We’ve harped on this subject a million times over to the point where I’m sure you must be rolling your eyes. So far on Seoulbeats cultural appropriation, particularly in the vein of hip-hop, has been a popular topic to throw on the table. And it certainly is a valid topic I think–such an enormous shift on the K-pop mainstream deserves to recognized and analyzed for what it’s worth. But I’m not so sure we’ve hit the nail on the head quite yet.
Let’s consider what K-pop has delivered to us in the past year alone. Rookie groups like B1A4, Block B, and B.A.P. can boast of having kids that actually spit a decent verse, and the trend of having an increasingly talented rapper in the rookie world has been on the rise. Veteran groups and artists that truly function in the hip-hop circle like Tablo, Epik High, Verbal Jint, and Dynamic Duo became more active and put more beats into circulation, making the hip-hop genre more relevant and accessible. Staple pop confections like G-Dragon and more recently SNSD have also lit up the scene with their versions of hip-hop swag.

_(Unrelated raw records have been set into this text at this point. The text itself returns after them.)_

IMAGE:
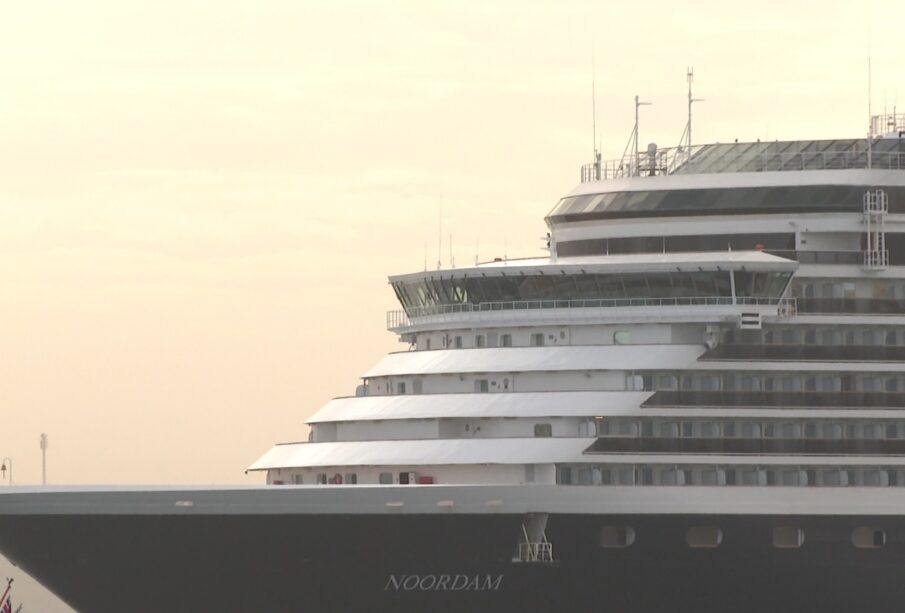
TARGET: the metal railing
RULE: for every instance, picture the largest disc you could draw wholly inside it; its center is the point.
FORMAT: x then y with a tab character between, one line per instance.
402	318
679	160
535	552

But like any sort of new music comes a new image. The incorporation of clothing, hairstyles, and choreography more closely identifiable to hip-hop became instrumental and necessary for these K-pop acts to deliver on their promise of edgy and hard-hitting hip-hop concepts. However, this representation of style and sound on the K-pop mainstream left many disgruntled, and some even offended.

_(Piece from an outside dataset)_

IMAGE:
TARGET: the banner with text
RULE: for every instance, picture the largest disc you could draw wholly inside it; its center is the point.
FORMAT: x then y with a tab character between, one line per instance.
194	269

And that’s fine–if you don’t appreciate the ways in which the K-pop scene has created hip-hop into a concept, if you can’t stand the lack of intellectual understanding and social context that hip-hop concepts have in K-pop, you are certainly entitled to that opinion. But let’s be honest here.
How much intellectual understanding or social context can you expect from K-pop? The ‘pop’ in K-pop doesn’t stand for populous or popping or something like that. ‘Pop’ also doesn’t stand for [ap]p[r]op[riation].’Pop,’ in reference to music entertainment anywhere, stands for popular. As in, popular culture. Which means K-pop is Korean popular culture, or whatever is cool and popular in mainstream Korean music entertainment. Which means the mainstream is about to make whatever they’re doing the new it thing despite being even the most slightly educated on what it is they might be doing.
The hip-hop you see today in K-pop, what entertainment agencies are telling us are hip-hop concepts and hip-hop sounds, is not necessarily appropriation and it’s not necessarily hip-hop either. Rather, to call it appropriation would be giving K-pop too much credit, and to call it hip-hop would just be kind of a lame joke. It’s much more mindless than that; it’s popular culture, it’s a hype thing. It’s a system that’s going to commodify, bedazzle, and recycle trends until the day we die, no matter how uneducated we think it is or how upset it makes us.
Korean hip-hop is a whole other genre where real artists with real verses thrive without stunting cornrows or popping collars. Put shortly, they’re doing it right. But you can’t go looking for K-hip-hop in K-pop and you can’t really deride K-pop for trying to go hip-hop because that’s just what hype is and what hype does. If you want to accurately judge the validity of hip-hop culture in Korean entertainment, set your sights on something with a little more artistic quality and a little less capitalistic intent, i.e. something other than mainstream pop.
If anything, you should pity K-pop and the idols in the machine. They are only robbing themselves of real hip-hop music culture and inadvertently making a fool of themselves by haphazardly labeling the things they do as hip-hop. But of course, if they’re going to get a riot and good song out of it, I say, why can’t we?
That’s all K-pop is anyways. It’s all so momentary and fleeting–yesterday was dubstep, today is hip-hop, tomorrow is, I don’t know, alternative electronica? So ask yourself, is it worth griping about whether it’s hip-hop or if it’s appropriation? Because at the end of the day it’s still K-pop. The same ol’ crap we’ve been buying into for years, and will probably still buy into for years to come.
I hope that made sense. Just thought I’d get a word out about this whole hip-hop on the mainstream being appropriation shpeel. Just remember, while the K-pop machine continues to brag about how much hip-hop swag they reppin’ nowadays, please, please, remember that it’s still not hip-hop. It’s K-pop, and it will be K-pop until the day it dies, which will probably be never. Nam sayin’?